Она вздрогнула и поспешно стерла с поверхности минутный образ вожделения. Элизабет, справившись с подушкой, улыбнулась отражению Мюриэль. А Мюриэль без улыбки вглядывалась в зеркало, как в магический колодец, в чьей неподвижной глубине промелькнул вдруг мерцающий призрак сказочной принцессы.
Глава 5
— Пэтти, кто заварит чай — вы или я?
— Лучше вы.
Евгений Пешков погрузил свои крупные пальцы в коробку с чаем. Чай был очень мелкий и струился, как песок. Он поплотнее сжал пальцы и перенес щепотку чая в чашку. Всего несколько крупинок упало на зеленую плюшевую скатерть.
Евгений чувствовал себя плохо, потому что поссорился с сыном. Он был стойким человеком. Он слишком много времени провел на самом дне жизни без всякой надежды, чтобы теперь страдать от сомнительной игры искушающих желаний и мимолетных впечатлений. Ничто не лежало вне пределов его досягаемости, потому что он давно перестал стремиться к достижению чего-либо. В сущности, он и о Лео никогда по-настоящему не тревожился. Но сын причинял ему боль, особенно в последнее время. Эта боль возвращалась постоянно, подобно удару. Неглубокая боль, как бы внешняя, но несомненная, как чье-то присутствие.
Они поссорились из-за ничего, просто потому, что Лео захотелось поссориться. Лео сказал что-то колкое об обитателях дома, а Евгений его остановил.

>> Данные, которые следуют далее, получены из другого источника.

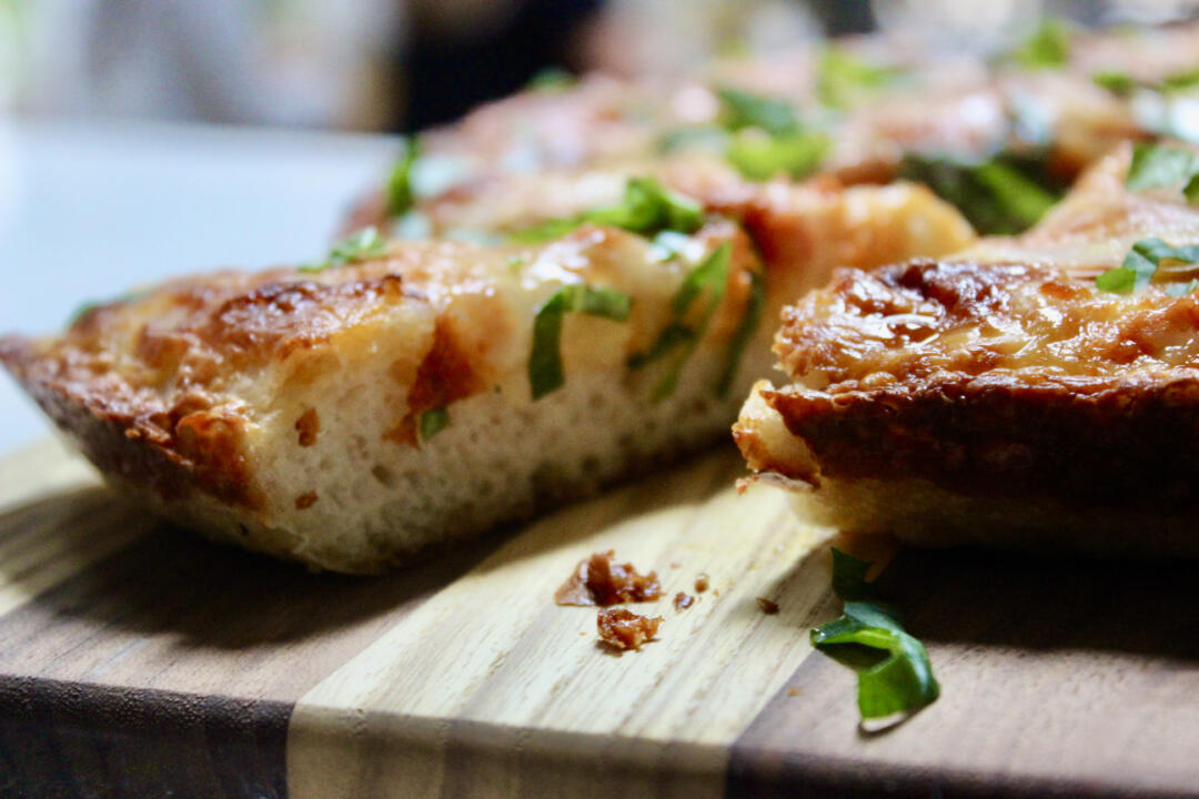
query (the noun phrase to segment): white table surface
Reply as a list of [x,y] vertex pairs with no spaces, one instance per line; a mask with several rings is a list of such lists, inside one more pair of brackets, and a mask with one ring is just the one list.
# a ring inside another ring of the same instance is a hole
[[[0,121],[0,333],[54,331],[170,274],[319,258],[397,151],[390,137]],[[4,453],[49,424],[0,374]]]

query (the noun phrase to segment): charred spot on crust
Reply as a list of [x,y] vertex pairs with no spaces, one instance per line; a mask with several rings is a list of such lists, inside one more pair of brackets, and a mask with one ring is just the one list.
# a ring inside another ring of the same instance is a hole
[[295,424],[301,447],[312,447],[317,443],[317,434],[320,432],[320,416],[317,408],[311,407],[300,414]]
[[489,381],[474,365],[465,347],[446,316],[439,316],[433,333],[433,346],[416,370],[416,380],[408,391],[408,412],[385,437],[400,444],[417,444],[416,423],[421,413],[445,407],[487,389]]

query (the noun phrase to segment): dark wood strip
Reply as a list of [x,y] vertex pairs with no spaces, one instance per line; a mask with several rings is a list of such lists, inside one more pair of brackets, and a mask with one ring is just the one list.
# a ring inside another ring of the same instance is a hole
[[291,706],[0,677],[0,795],[287,795]]
[[854,674],[813,655],[734,745],[727,794],[1199,795],[1197,568],[903,552],[880,591],[941,698],[863,734]]

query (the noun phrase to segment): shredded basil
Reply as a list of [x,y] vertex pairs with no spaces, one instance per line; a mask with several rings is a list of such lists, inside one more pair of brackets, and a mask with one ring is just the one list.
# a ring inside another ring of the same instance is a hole
[[643,236],[653,236],[663,230],[689,234],[704,224],[704,208],[695,200],[671,192],[652,177],[632,177],[617,205],[576,217],[550,219],[535,228],[519,230],[510,238],[523,243],[552,241],[584,223],[622,228]]
[[1060,20],[1046,18],[1011,57],[1029,69],[1065,66],[1070,61],[1070,31]]
[[415,137],[405,139],[404,155],[387,176],[387,216],[392,219],[412,210],[416,199],[412,192],[412,167],[416,164],[420,149],[420,141]]
[[760,128],[771,137],[800,132],[795,108],[784,99],[729,87],[717,89],[716,95],[724,104],[723,121],[728,131]]
[[379,235],[374,225],[363,228],[357,232],[343,238],[333,244],[329,252],[329,258],[319,264],[305,264],[297,268],[299,272],[324,272],[325,270],[356,264],[372,258],[379,258],[387,253],[387,240]]
[[1116,72],[1114,69],[1096,72],[1091,75],[1091,80],[1096,86],[1099,89],[1107,89],[1116,97],[1127,97],[1140,85],[1140,83],[1127,72]]
[[1147,286],[1158,268],[1170,262],[1199,262],[1199,244],[1170,247],[1161,238],[1141,238],[1132,246],[1120,266],[1095,278],[1095,287],[1113,293],[1132,293]]
[[1011,152],[986,161],[909,153],[899,176],[928,186],[982,234],[1026,230],[1066,192],[1044,157]]
[[896,611],[862,600],[869,594],[869,565],[833,550],[833,591],[844,601],[844,612],[812,630],[812,644],[857,672],[863,720],[906,716],[936,701],[941,689],[928,650],[904,631]]
[[749,339],[753,338],[754,331],[761,323],[761,314],[765,308],[766,286],[760,274],[751,272],[749,297],[746,301],[746,309],[741,316],[741,322],[737,323],[737,329],[733,332],[733,338],[729,340],[729,351],[724,359],[724,369],[721,371],[721,379],[716,383],[717,397],[724,397],[729,393],[733,379],[737,374],[737,367],[741,365],[746,346],[749,345]]
[[845,108],[869,92],[882,89],[900,73],[880,67],[836,47],[820,54],[817,63],[817,97],[831,108]]
[[118,303],[123,304],[131,302],[139,302],[149,296],[150,296],[150,290],[141,289],[138,291],[126,291],[125,293],[110,297],[109,299],[90,299],[88,302],[80,303],[79,307],[71,313],[71,316],[67,317],[67,327],[71,327],[72,325],[74,325],[80,319],[83,319],[91,311],[96,310],[97,308],[103,308],[104,305],[115,305]]
[[578,78],[561,67],[546,67],[529,79],[526,89],[531,91],[555,92],[570,89]]
[[633,299],[615,289],[595,289],[572,283],[547,299],[532,322],[532,352],[529,356],[529,387],[535,400],[558,391],[566,382],[562,371],[562,320],[567,311],[603,316],[616,321],[628,319]]
[[[641,369],[677,351],[674,361],[653,386],[651,399],[655,402],[667,399],[679,387],[679,376],[682,374],[683,365],[699,345],[721,304],[721,299],[724,297],[731,260],[733,246],[724,242],[697,264],[683,277],[682,284],[670,299],[670,322],[658,333],[649,350],[634,352],[628,357],[629,369]],[[699,323],[689,325],[687,316],[692,305],[704,293],[707,295],[707,307],[704,309]]]
[[428,441],[446,429],[450,424],[450,411],[444,407],[435,407],[421,414],[421,441]]
[[729,143],[724,157],[752,181],[778,175],[800,180],[814,172],[831,149],[832,139],[823,133],[796,133],[781,138],[740,134]]
[[1182,184],[1188,201],[1199,199],[1199,156],[1189,150],[1138,144],[1132,151],[1126,186],[1134,192]]

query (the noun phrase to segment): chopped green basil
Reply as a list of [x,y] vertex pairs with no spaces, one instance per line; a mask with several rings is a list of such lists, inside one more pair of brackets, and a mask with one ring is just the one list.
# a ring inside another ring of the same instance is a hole
[[150,296],[150,290],[141,289],[138,291],[126,291],[125,293],[116,295],[115,297],[112,297],[109,299],[91,299],[80,303],[79,307],[76,308],[71,313],[71,316],[67,319],[67,327],[71,327],[72,325],[74,325],[80,319],[83,319],[91,311],[96,310],[97,308],[103,308],[104,305],[115,305],[116,303],[138,302],[140,299],[146,298],[147,296]]
[[737,367],[741,365],[741,357],[745,355],[746,346],[749,345],[749,339],[753,338],[754,331],[758,329],[758,325],[761,322],[761,314],[765,308],[766,286],[760,274],[751,272],[749,297],[746,299],[746,309],[741,315],[741,321],[737,323],[737,329],[733,332],[733,338],[729,340],[729,351],[724,359],[724,369],[721,371],[721,379],[716,383],[717,397],[724,397],[729,393],[733,379],[737,374]]
[[1138,89],[1170,93],[1176,91],[1189,91],[1199,86],[1199,69],[1183,69],[1165,75],[1161,80],[1138,80],[1127,72],[1105,71],[1096,72],[1091,75],[1096,85],[1107,89],[1117,97],[1127,97]]
[[546,67],[529,79],[526,89],[532,91],[562,91],[570,89],[578,81],[573,74],[561,67]]
[[1066,192],[1044,158],[996,153],[987,161],[909,153],[899,175],[927,184],[982,234],[1018,234]]
[[535,400],[558,391],[566,382],[562,371],[562,320],[567,311],[603,316],[616,321],[628,319],[633,299],[615,289],[594,289],[572,283],[547,299],[532,322],[532,352],[529,356],[529,387]]
[[1199,69],[1185,69],[1168,74],[1158,81],[1158,87],[1164,92],[1187,91],[1199,86]]
[[826,48],[817,65],[817,97],[831,108],[845,108],[894,80],[899,71],[867,63],[836,47]]
[[1191,199],[1197,174],[1199,157],[1189,150],[1141,143],[1133,147],[1126,184],[1134,192],[1186,184]]
[[787,101],[754,95],[740,89],[717,89],[724,104],[724,127],[729,131],[760,128],[771,137],[789,137],[800,132],[795,108]]
[[1070,60],[1070,31],[1058,19],[1047,18],[1011,54],[1012,60],[1029,69],[1052,69]]
[[1116,72],[1114,69],[1096,72],[1091,75],[1091,80],[1099,89],[1107,89],[1116,97],[1127,97],[1133,91],[1135,91],[1137,79],[1129,75],[1127,72]]
[[306,264],[299,267],[299,272],[324,272],[325,270],[347,264],[355,264],[372,258],[379,258],[387,253],[387,240],[379,235],[372,225],[333,244],[329,252],[329,258],[320,264]]
[[404,140],[404,155],[391,168],[387,176],[387,216],[392,219],[412,210],[412,165],[420,155],[420,141],[412,137]]
[[[704,337],[704,332],[724,297],[731,260],[733,246],[724,242],[697,264],[683,277],[682,284],[670,299],[670,322],[658,333],[649,350],[634,352],[628,357],[628,368],[640,369],[665,358],[676,350],[679,351],[674,362],[653,386],[651,398],[655,402],[667,399],[677,388],[683,365],[699,345],[699,340]],[[699,323],[689,325],[687,316],[691,308],[705,292],[707,293],[707,307],[704,309]]]
[[1095,278],[1095,287],[1113,293],[1132,293],[1147,286],[1158,270],[1169,268],[1170,264],[1199,264],[1199,244],[1170,247],[1161,238],[1141,238],[1132,246],[1120,266]]
[[524,243],[552,241],[584,223],[622,228],[643,236],[653,236],[663,230],[689,234],[704,224],[704,208],[695,200],[671,192],[652,177],[631,177],[620,204],[576,217],[550,219],[535,228],[519,230],[510,238]]
[[812,644],[857,672],[857,709],[863,720],[910,715],[934,702],[941,689],[928,652],[904,631],[896,611],[862,600],[869,594],[869,567],[833,550],[833,591],[844,601],[844,612],[812,630]]
[[832,140],[823,133],[771,138],[751,131],[734,137],[724,157],[752,181],[779,175],[799,180],[814,172],[831,149]]
[[435,407],[421,414],[421,441],[428,441],[450,424],[450,411]]

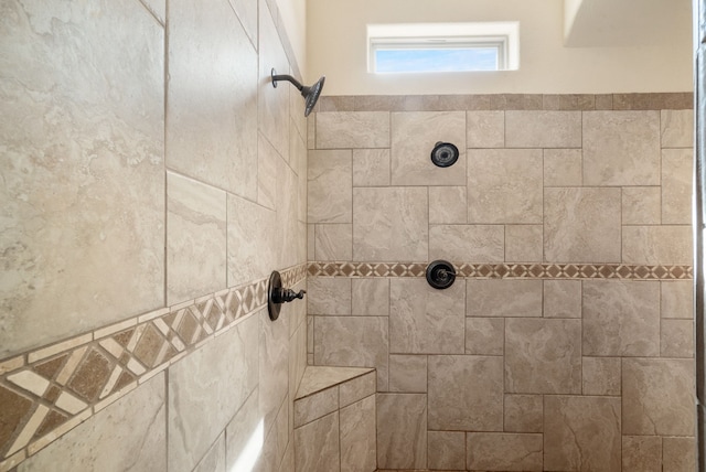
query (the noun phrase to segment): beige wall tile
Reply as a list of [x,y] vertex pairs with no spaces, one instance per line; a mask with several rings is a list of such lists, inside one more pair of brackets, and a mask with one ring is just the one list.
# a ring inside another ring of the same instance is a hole
[[580,149],[544,150],[544,186],[580,186],[582,182]]
[[506,225],[505,261],[542,262],[543,232],[542,225]]
[[466,186],[429,187],[429,223],[466,224],[467,219]]
[[471,470],[541,471],[542,451],[542,435],[466,435],[466,464]]
[[[431,162],[437,142],[459,149],[458,161],[449,168]],[[392,114],[393,185],[463,185],[466,183],[466,114],[420,111]]]
[[659,186],[622,189],[623,225],[659,225],[662,223],[662,190]]
[[426,395],[377,395],[377,466],[427,468]]
[[387,317],[389,314],[389,280],[383,278],[353,279],[353,314]]
[[353,225],[317,225],[314,247],[314,260],[351,260]]
[[621,469],[620,398],[544,397],[547,470]]
[[507,148],[579,148],[580,111],[505,111]]
[[659,183],[659,111],[584,111],[585,185]]
[[503,355],[505,320],[502,318],[466,319],[466,354]]
[[353,163],[351,151],[310,151],[308,223],[351,223]]
[[387,186],[389,174],[389,149],[353,150],[353,186]]
[[427,200],[426,189],[354,189],[353,259],[427,260]]
[[547,262],[620,262],[620,189],[546,189]]
[[542,317],[542,280],[466,281],[467,317]]
[[542,432],[544,428],[542,395],[505,395],[504,430],[512,432]]
[[502,431],[502,357],[429,356],[429,428]]
[[504,148],[504,111],[467,111],[466,142],[469,148]]
[[691,265],[692,228],[689,226],[624,226],[623,264]]
[[389,147],[388,111],[318,112],[317,149]]
[[429,259],[496,262],[504,258],[502,225],[431,225]]
[[662,110],[662,147],[692,148],[694,146],[694,111]]
[[542,223],[542,174],[541,150],[469,150],[469,223]]
[[584,355],[657,356],[657,282],[584,281]]
[[544,318],[581,318],[581,281],[545,280]]
[[584,395],[620,395],[620,357],[584,357]]
[[580,320],[505,320],[505,391],[579,394]]
[[662,150],[662,224],[692,224],[692,149]]
[[389,282],[389,351],[408,354],[463,354],[466,287],[437,290],[426,279]]
[[466,433],[462,431],[428,431],[429,469],[464,470]]
[[623,358],[623,435],[694,433],[694,363]]

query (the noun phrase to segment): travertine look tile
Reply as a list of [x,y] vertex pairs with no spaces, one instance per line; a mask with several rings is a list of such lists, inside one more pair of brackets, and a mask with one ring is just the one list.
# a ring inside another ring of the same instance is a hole
[[464,470],[466,433],[462,431],[428,431],[429,469]]
[[[466,183],[466,114],[428,111],[392,114],[393,185],[463,185]],[[437,142],[459,150],[458,161],[439,168],[430,155]]]
[[502,431],[502,357],[429,356],[429,428]]
[[469,223],[542,223],[542,151],[468,151]]
[[624,226],[623,264],[685,264],[694,260],[689,226]]
[[505,391],[579,394],[580,320],[505,320]]
[[427,260],[427,190],[353,190],[353,260]]
[[542,432],[544,425],[542,395],[505,395],[504,430]]
[[317,225],[314,247],[315,260],[351,260],[353,225]]
[[469,432],[466,466],[470,470],[541,471],[542,435]]
[[620,398],[544,397],[544,468],[620,472]]
[[662,110],[662,147],[692,148],[694,146],[694,111]]
[[507,148],[580,148],[580,111],[505,111]]
[[694,319],[694,282],[675,280],[660,282],[662,318]]
[[657,283],[584,281],[584,355],[657,356]]
[[694,179],[692,149],[662,150],[662,224],[692,223],[692,181]]
[[377,468],[375,395],[341,409],[341,472]]
[[662,472],[662,438],[659,436],[623,436],[622,471]]
[[168,173],[167,230],[167,304],[226,287],[225,192]]
[[351,151],[310,151],[308,223],[352,222]]
[[389,149],[353,150],[353,186],[389,185]]
[[661,223],[661,187],[625,186],[622,189],[623,225],[659,225]]
[[691,472],[696,468],[696,441],[694,438],[662,439],[662,471]]
[[309,314],[351,314],[351,279],[309,277],[306,299]]
[[387,390],[389,336],[384,317],[315,317],[317,365],[375,367],[377,389]]
[[580,186],[582,172],[580,149],[544,150],[544,186]]
[[340,470],[339,411],[295,429],[295,450],[298,471]]
[[584,112],[585,185],[659,185],[659,111]]
[[463,354],[463,283],[437,290],[422,278],[396,278],[389,299],[391,352]]
[[504,258],[502,225],[431,225],[429,259],[495,262]]
[[426,395],[377,395],[377,466],[427,468]]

И тогда Лео сказал, что Евгений ну прямо вылитый слуга. Евгений вспылил — и Лео ушел, хлопнув дверью. Такие сцены случались теперь часто, и каждый раз Евгений недоумевал, как можно так не уважать отца. А потом ему становилось больно оттого, что он ясно видел: отца можно еще и ненавидеть. Евгений и Лео вели крайне скромную жизнь. И Лео всегда был ласковым ребенком. Они не разлучались с тех пор, как Таня умерла. Лео было тогда два года. Долгие годы он нес Лео и вел за собой. Иначе нельзя было. Больше о мальчике позаботиться было некому. Лео сидел у него на плечах, держался за него, как звереныш держится за шерсть родителя. Как же из такой близости, из такой любви могла появиться подобная ненависть?